Perfect is Eddie Alcazar’s directorial debut featuring an ambitious cast of young actors, driven to delivering performances worth noting. Garrett Wareing, playing the central character, treads the film’s hyper-stylized landscapes with an ability to remain distinguished amid the over-the-top special effects and animation.

 

 

Executive produced by Steven Soderbergh (Unsane), Perfect is furnished with impressive production design and special effects, marking its territory in the science fiction realm accompanied by a storyline that treads the body-horror genre; although at times, these characteristics can be unbalanced throughout the film. Perhaps taking place in an alternate universe, Perfect’s setting blends two contradicting periods of 80’s hardware with high tech futuristic technology; it’s conceivable to assume this is Alcazar revealing what we thought the future would have been like back in the 1980’s.
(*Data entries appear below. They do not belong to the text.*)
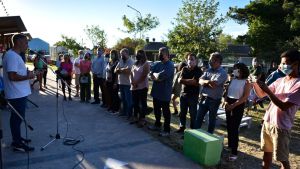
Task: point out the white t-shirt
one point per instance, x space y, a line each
77 69
12 62
123 79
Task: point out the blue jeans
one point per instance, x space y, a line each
15 121
205 105
188 103
126 100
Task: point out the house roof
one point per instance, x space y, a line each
239 49
153 46
11 24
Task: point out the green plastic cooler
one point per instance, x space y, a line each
202 147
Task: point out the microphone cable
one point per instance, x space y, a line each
69 141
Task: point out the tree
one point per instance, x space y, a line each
96 35
274 26
197 28
131 44
69 43
224 40
140 25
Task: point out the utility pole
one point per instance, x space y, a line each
141 17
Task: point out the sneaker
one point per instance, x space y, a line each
164 134
154 128
24 140
103 106
21 147
180 130
121 114
175 112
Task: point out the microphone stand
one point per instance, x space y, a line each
57 135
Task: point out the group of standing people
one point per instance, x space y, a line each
131 78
Perfect stars Gerrett Wareing as Vessel 13, a clearly troubled young man who’s just murdered a young woman; revealing her cold, lifeless body lying in bed, covered in blood. Abbie Cornish (Sucker Punch), known as Mother, receives a telephone call from her son (Vessel 13), pleading for her help. Soon after, we find Vessel 13 taken to a secluded clinic buried within the depths of the woods, in an effort to achieve perfection by ridding himself of his murderous tendencies. As Mother and Vessel 13 sit idly inside a limousine, we glimpse moments of their relationship as their discourse remains subtle. Mother encourages his stay at the clinic, giving subtle nuances that perhaps she has stayed at one point in her life. “You’ll have to choose your own path, and follow it til’ the end,” she tells him.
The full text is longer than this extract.